Die damalige ukrainische Führung habe nicht an die Unterzeichnerstaaten des Budapester Memorandums von 1994 appelliert, sagte Tymoschenko der „Frankfurter Allgemeinen Zeitung“. „So hätte die Staatengemeinschaft die Annexion der Krim verhindern können“, so Tymoschenko weiter, die bei der Präsidentschaftswahl am 31. März antritt.

In dem Abkommen haben die Vereinigten Staaten, Großbritannien und Russland gemeinsam die territoriale Unversehrtheit der Ukraine garantiert – als Gegenleistung dafür, dass die Ukraine die aus sowjetischer Zeit stammenden Atomwaffen vollständig abgegeben hat.
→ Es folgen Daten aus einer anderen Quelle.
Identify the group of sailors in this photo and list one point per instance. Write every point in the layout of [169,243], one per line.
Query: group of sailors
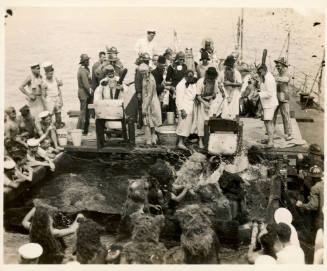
[193,90]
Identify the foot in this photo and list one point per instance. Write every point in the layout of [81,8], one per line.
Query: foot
[182,146]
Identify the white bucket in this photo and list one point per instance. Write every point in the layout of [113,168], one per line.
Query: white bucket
[76,137]
[170,118]
[62,137]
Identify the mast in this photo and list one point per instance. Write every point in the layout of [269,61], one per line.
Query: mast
[241,34]
[288,44]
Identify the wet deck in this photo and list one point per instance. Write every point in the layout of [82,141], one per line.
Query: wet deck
[253,134]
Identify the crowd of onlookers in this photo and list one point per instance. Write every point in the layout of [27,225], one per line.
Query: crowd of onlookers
[29,142]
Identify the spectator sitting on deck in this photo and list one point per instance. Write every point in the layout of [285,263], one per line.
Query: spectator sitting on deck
[46,129]
[316,198]
[12,133]
[37,156]
[264,238]
[26,123]
[11,176]
[39,221]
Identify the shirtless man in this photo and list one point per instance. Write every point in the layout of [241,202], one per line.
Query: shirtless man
[35,155]
[12,126]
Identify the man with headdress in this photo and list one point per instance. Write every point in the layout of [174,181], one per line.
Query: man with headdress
[34,93]
[207,88]
[107,90]
[26,123]
[114,61]
[208,47]
[158,74]
[269,101]
[147,45]
[151,110]
[230,82]
[85,92]
[52,95]
[282,81]
[186,91]
[175,73]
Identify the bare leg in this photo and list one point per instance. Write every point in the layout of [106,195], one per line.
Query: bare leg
[181,144]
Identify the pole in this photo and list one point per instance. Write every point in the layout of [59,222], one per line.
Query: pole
[241,56]
[288,43]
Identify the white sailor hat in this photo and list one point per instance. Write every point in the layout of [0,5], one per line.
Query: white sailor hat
[9,164]
[32,142]
[30,251]
[143,67]
[73,262]
[264,259]
[34,64]
[44,114]
[283,215]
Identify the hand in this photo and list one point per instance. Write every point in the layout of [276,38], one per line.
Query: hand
[183,114]
[31,97]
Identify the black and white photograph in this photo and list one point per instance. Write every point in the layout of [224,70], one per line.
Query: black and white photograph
[163,134]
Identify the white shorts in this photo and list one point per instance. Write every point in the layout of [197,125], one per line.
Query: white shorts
[268,113]
[184,126]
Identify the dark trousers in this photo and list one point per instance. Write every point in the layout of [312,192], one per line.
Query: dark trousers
[139,114]
[99,129]
[84,116]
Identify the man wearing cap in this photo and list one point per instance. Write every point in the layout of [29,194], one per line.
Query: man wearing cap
[186,91]
[10,179]
[107,90]
[52,94]
[46,129]
[158,73]
[12,132]
[97,75]
[151,111]
[268,97]
[175,73]
[204,65]
[26,123]
[147,45]
[36,156]
[85,93]
[282,80]
[34,93]
[316,198]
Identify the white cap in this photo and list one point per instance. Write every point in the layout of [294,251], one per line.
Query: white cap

Die Möglichkeit einer militärischen Gegenwehr hingegen habe nicht bestanden, sagte die frühere ukrainische Ministerpräsidentin. „Die Ukraine konnte mit einer damals praktisch nicht existenten Armee keinen Krieg führen, und ein solches Vorgehen hätte Moskau nur den Vorwand gegeben, auf das Herz der Ukraine vorzurücken, auf Kiew“, so Tymoschenko weiter.
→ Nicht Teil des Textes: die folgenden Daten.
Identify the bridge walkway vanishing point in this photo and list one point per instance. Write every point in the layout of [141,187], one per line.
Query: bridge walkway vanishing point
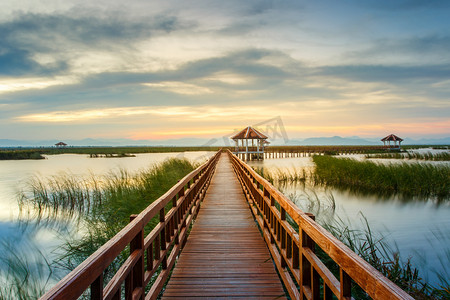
[225,254]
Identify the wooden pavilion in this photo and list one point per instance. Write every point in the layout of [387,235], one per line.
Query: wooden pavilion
[249,144]
[392,138]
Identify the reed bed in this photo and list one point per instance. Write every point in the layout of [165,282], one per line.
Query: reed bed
[369,245]
[279,175]
[413,179]
[36,153]
[20,154]
[444,156]
[100,206]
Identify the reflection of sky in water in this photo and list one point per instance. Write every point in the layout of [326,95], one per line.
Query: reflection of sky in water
[420,229]
[15,174]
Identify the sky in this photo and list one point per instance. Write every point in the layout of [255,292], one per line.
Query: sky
[182,69]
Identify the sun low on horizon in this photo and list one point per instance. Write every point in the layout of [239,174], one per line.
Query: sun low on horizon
[203,69]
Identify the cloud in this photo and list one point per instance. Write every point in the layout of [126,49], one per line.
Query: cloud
[423,50]
[387,74]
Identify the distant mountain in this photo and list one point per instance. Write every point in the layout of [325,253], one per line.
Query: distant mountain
[318,141]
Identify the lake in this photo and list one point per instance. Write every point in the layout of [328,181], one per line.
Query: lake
[34,244]
[420,229]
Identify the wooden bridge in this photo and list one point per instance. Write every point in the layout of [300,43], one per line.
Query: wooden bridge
[247,241]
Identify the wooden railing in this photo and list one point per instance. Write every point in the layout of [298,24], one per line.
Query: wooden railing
[304,275]
[149,254]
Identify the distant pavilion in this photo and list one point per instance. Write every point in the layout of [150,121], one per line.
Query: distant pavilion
[392,138]
[249,144]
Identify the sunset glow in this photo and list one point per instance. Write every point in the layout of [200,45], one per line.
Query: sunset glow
[164,70]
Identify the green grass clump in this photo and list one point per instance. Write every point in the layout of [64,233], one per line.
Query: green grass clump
[413,179]
[36,153]
[444,156]
[102,207]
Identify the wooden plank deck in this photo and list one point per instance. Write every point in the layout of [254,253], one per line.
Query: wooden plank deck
[225,255]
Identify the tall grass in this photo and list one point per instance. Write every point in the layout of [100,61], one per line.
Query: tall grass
[102,206]
[36,153]
[373,248]
[369,245]
[20,154]
[284,175]
[413,179]
[444,156]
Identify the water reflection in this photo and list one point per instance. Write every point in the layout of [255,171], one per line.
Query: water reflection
[33,236]
[407,223]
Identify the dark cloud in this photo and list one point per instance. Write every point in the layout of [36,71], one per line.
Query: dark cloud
[404,4]
[30,34]
[387,74]
[433,46]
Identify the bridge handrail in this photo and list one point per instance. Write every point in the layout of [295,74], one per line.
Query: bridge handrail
[158,250]
[294,251]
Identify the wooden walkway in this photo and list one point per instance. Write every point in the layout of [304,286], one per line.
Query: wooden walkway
[225,255]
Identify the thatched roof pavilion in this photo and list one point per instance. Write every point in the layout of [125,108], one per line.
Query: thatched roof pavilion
[249,143]
[392,138]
Am 16. März 2014 fand auf der Krim unter der Kontrolle russischer Truppen ein international nicht anerkanntes Referendum über den Anschluss an Russland statt. Zwei Tage später erklärte in Moskau der russische Präsident Wladimir Putin die völkerrechtlich zur Ukraine gehörende Halbinsel zu einem Teil Russlands.